Pria itu menarik laci di bawah mejanya, mengambil sebuah bingkai foto kecil tak berdebu. Di sana terlihat potret menguning seorang wanita berkacamata dengan noktah-noktah gelap nyaris di seluruh bagian wajahnya, bahkan lehernya.

"Siapa itu?" Owena merebut bingkai itu, menatapnya lekat-lekat, sesudahnya mengacungkan bingkai itu seraya memalingkan wajah. "Jelek!"

"Dia adalah wanita tercantik yang pernah ayah lihat," Tuan Marshy mengambil kembali bingkai itu, menatapnya dengan tatapan hangat kala cahaya sore terpantul di kaca bingkai, "dan ayah menikahinya hingga sekarang."

"Itu ibu?!" Lagi-lagi anak itu merebut bingkainya. "Aku tidak—wanita ini tidak mirip sama sekali dengan ibu. Ayah bohong!"

"Ayah belum selesai, Sayang." Pria itu membelai rambut Owena, melepaskan tawa kecil yang jarang terdengar di ruang makan. "Dulu, saat ayah hendak menikahi ibumu itu, ibu mengharuskan ayah memenuhi satu syarat."

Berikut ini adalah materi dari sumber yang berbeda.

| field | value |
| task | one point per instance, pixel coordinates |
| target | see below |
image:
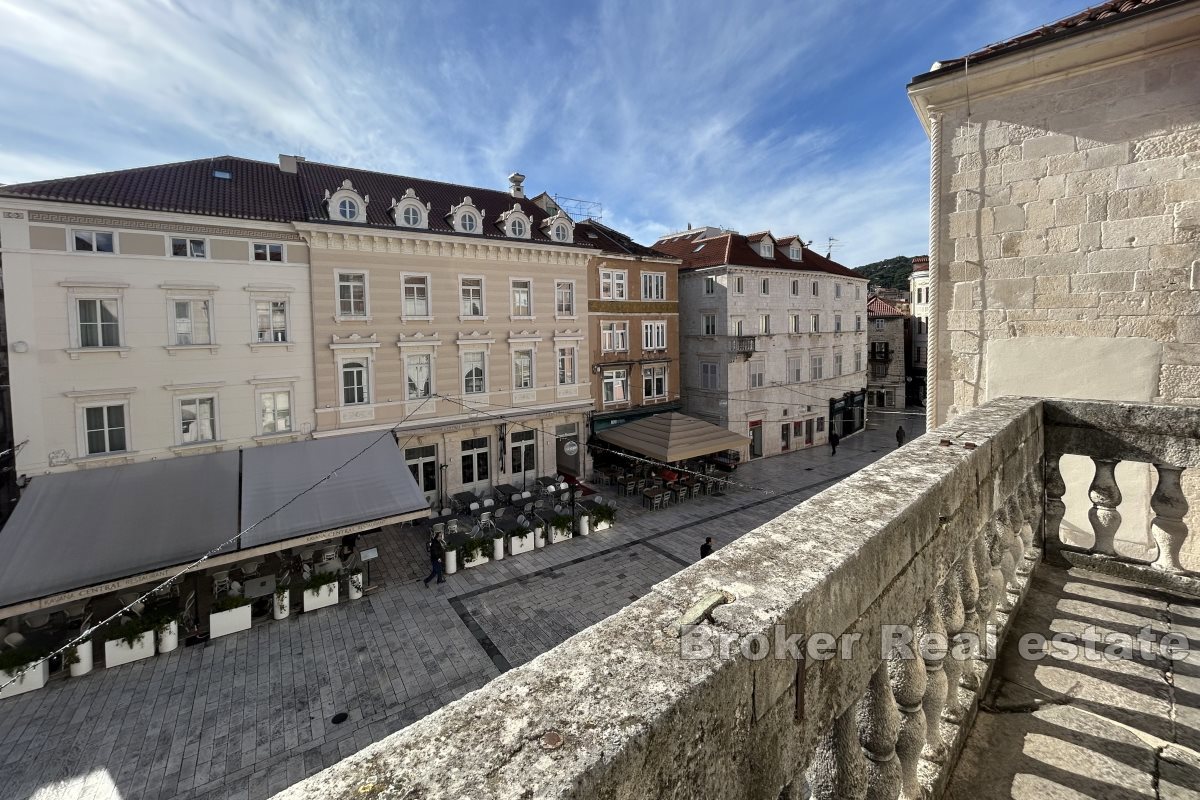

"Syarat apa?" tanya Inada. Gadis itu sudah menyimak cerita sang ayah sedari tadi. Fakta bahwa cerita ini berkaitan dengan penelitian Tuan Marshy membuat rasa penasarannya memuncak.

Pria itu melemparkan tatapannya pada Inada, sebelah alisnya terangkat. "Sepertinya kau sangat tertarik ya dengan cerita ini?" Pertanyaan itu dibalas dengan tawa canggung Inada. Ia pun melanjutkan, "Syaratnya ... 'Jika kau benar-benar melihatku secantik itu, bisakah kau menunjukkan pada dunia bahwa aku memang cantik?' Ayah masih ingat sekali ... ibumu itu benar-benar membenci bintik-bintik itu di tubuhnya, padahal ayah menganggapnya gadis termanis yang pernah ayah lihat. Dengan atau tanpa kondisi kulitnya itu.

"Karena itu ... ayah ingin menghapus apa yang selama ini ia benci."

Hening sejenak. Terlihat Owena mengerutkan keningnya, berupaya mencerna perkataan ayahnya tadi. "Lalu ... hubungannya dengan CRISPR tadi?"

Tuan Marshy tersenyum tipis pada anaknya. "Owena, tentunya kau tahu apa itu DNA, bukan?" Gadis kecil itu mengangguk. "Nah, dengan metode itu, kita dapat memotong sebagian rangkaian DNA itu untuk mengubah sang pemilik DNA tersebut. Sebenarnya metode yang kita gunakan bukan CRISPR lagi, tetapi ... jauh lebih kompleks dari itu.